Aila tersenyum tipis. "Hehe, wajahnya kelihatan gimana tadi?"
Ryan melengos. Dia merasa bahwa akhir-akhir ini temannya memang agak gila. Bukan hanya melarikan diri setelah Ayka pergi, dia bahkan sering kali menjawab ucapan orang tuanya.
Meskipun pada akhirnya ini percuma saja. Setelah ini Aila hanya akan mendapatkan hukuman, lagi dan lagi. Andai saja Ryan bisa sedikit lebih dewasa, dia mungkin akan mengumpulkan banyak uang dan membawa gadisnya ke tempat yang lebih jauh lagi.

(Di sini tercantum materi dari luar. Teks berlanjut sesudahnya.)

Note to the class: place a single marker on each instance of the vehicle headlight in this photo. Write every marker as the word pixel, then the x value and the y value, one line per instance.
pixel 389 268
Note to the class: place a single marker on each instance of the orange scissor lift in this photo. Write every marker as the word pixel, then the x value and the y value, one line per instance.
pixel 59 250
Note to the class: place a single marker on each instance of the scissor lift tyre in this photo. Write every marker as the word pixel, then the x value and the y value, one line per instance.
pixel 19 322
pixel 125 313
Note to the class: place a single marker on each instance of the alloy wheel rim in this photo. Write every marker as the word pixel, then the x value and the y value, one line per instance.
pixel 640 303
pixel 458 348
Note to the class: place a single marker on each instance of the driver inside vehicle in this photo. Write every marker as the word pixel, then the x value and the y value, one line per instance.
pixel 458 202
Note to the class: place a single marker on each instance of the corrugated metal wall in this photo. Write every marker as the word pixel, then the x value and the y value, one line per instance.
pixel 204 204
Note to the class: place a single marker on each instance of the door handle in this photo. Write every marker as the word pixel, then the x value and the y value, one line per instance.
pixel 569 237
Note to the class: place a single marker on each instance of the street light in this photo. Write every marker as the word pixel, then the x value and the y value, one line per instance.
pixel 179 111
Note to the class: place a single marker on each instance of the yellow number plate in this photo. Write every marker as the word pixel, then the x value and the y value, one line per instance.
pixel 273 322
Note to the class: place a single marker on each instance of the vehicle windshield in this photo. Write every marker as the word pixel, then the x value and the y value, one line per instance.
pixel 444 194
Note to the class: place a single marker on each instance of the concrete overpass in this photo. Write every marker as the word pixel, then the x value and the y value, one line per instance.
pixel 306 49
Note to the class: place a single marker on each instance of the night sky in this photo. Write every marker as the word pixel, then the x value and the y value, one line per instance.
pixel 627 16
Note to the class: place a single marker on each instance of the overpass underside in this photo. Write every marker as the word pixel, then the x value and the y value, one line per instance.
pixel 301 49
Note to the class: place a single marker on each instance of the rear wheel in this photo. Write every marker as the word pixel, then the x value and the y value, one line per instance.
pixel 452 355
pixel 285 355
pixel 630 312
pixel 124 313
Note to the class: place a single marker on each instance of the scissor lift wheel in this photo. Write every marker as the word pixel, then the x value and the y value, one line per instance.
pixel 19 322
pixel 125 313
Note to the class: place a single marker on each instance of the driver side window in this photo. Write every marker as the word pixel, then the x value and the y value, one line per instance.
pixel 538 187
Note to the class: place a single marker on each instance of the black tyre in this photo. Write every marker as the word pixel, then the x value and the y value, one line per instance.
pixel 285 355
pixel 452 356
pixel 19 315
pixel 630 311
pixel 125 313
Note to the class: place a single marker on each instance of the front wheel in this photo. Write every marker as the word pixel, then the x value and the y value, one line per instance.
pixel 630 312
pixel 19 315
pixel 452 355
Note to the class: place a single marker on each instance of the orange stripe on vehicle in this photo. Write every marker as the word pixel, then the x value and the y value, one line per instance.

"Ayka nggak akan diam saja, Ai. Bukankah lebih baik kita lekas pergi? Takutnya nanti kamu—"
"Aku mau pergi, dulu kamu bilang nggak masalah buatku pergi kemanapun itu, Ryan. Hey, tumben banget sih kamu takut," balas Aila.
Bukan, Ryan bukan takut bahwa dirinya aka dimarahi setelah ini. Untuknya yang memiliki orang tua pengertian, mendapatkan nilai buruk pun tak masalah.
Kedua orang tua Ryan selalu saja menegaskan padanya bahwa tidak perlu mendapatkan nilai baik. Selama dia sudah mau berusaha maka itu sudah lebih dari cukup, hanya saja Ryan sendiri pun memiliki kecerdasan yang diwariskan sang ayah hingga segalanya menjadi lebih mudah.
Untuk saat ini, Ryan hanya ingin membawa Aila pulang. Mereka baru akan naik kelas 12, setidaknya butuh 10 bulan lagi untuknya bisa membawa gadis ini pergi.
"Ai, ayo pulang," ajak Ryan lagi.
"Dan mendapatkan sebuah tamparan? Jambakan atau ... pukulan?"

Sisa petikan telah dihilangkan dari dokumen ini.